The truth was she couldn’t bear to see her daughter living in the rough, running after a navvy into goodness knows what conditions. No wonder she…but this lass would get her chances even if she did have Paddy’s wild blood inside her. There was a spark to her eyes and an edge to her tongue, and she was quick to defend herself like all the Yewells.
So they called her Mirren not Miriam, the Scotch way, the old Granny had whispered. The lass had a right to her name but the Yewells were proud of Miriam and doled it out to their firstborn daughters for generations. Ellie had done the same for her daughter and that was touching.
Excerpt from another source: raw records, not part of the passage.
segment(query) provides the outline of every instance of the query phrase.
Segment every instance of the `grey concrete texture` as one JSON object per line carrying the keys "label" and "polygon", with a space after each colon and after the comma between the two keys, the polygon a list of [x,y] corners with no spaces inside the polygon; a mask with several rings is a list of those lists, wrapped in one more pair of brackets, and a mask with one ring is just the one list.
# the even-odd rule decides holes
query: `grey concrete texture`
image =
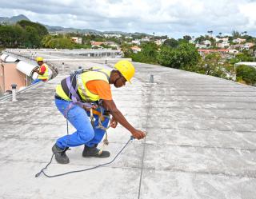
{"label": "grey concrete texture", "polygon": [[[56,85],[79,66],[94,66],[66,52],[37,55],[54,56],[51,63],[59,74],[18,95],[18,101],[0,103],[0,198],[256,198],[256,88],[142,63],[134,63],[133,84],[112,86],[112,94],[127,120],[147,132],[146,139],[132,141],[102,168],[35,178],[50,161],[55,140],[66,133],[66,120],[54,105]],[[74,58],[62,71],[62,59]],[[154,84],[149,83],[150,74]],[[67,152],[69,165],[54,160],[46,173],[111,161],[130,134],[118,125],[108,135],[110,157],[84,158],[83,147],[75,147]]]}

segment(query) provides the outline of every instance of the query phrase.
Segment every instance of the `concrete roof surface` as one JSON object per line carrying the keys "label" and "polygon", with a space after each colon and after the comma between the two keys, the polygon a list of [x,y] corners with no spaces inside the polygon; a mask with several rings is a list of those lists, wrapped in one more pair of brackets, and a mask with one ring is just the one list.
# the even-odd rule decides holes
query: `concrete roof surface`
{"label": "concrete roof surface", "polygon": [[[50,161],[56,138],[66,133],[54,105],[56,85],[81,65],[105,61],[82,62],[78,55],[72,61],[61,53],[42,56],[54,57],[58,75],[18,95],[16,102],[0,103],[0,198],[256,198],[256,88],[142,63],[134,63],[132,85],[112,89],[118,107],[148,133],[146,139],[132,141],[110,165],[35,178]],[[70,59],[64,71],[63,58]],[[149,83],[150,74],[155,84]],[[54,160],[46,173],[107,162],[129,138],[118,125],[109,130],[110,157],[84,158],[82,146],[72,148],[69,165]]]}

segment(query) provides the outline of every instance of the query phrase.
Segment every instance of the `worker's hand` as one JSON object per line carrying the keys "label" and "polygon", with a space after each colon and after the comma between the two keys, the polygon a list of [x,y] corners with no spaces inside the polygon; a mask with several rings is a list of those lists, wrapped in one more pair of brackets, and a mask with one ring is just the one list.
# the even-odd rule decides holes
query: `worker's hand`
{"label": "worker's hand", "polygon": [[131,133],[138,140],[142,139],[146,136],[146,133],[138,129],[135,129],[134,131],[131,132]]}
{"label": "worker's hand", "polygon": [[115,127],[117,127],[118,124],[118,121],[116,121],[115,119],[112,117],[110,120],[110,127],[114,129]]}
Adey had to admit she was warming to the bairn even if she could see a few battles ahead with stubbornness. Mirren was a town child and not easy to settle up the dale, not used to shutting gates and doing chores. They were used to shops and dens of iniquity round every corner, cinema houses showing bare flesh as if it were decent. The child’d need watching and fattening up; all legs and elbows and bony knees. The kiddy was sitting in a dark serge coat two sizes too small, with her skirt hem showing and her stockings in need of a good darn: more holey than godly. Heaven only knew what was underneath. Full of fleas no doubt, but a good scrub would sort that out.
‘Do you like the country?’ she asked, trying to interest the girl away from picking her nose.
‘If you’ve seen one sheep you’ve seen the lot,’ Mirren sighed.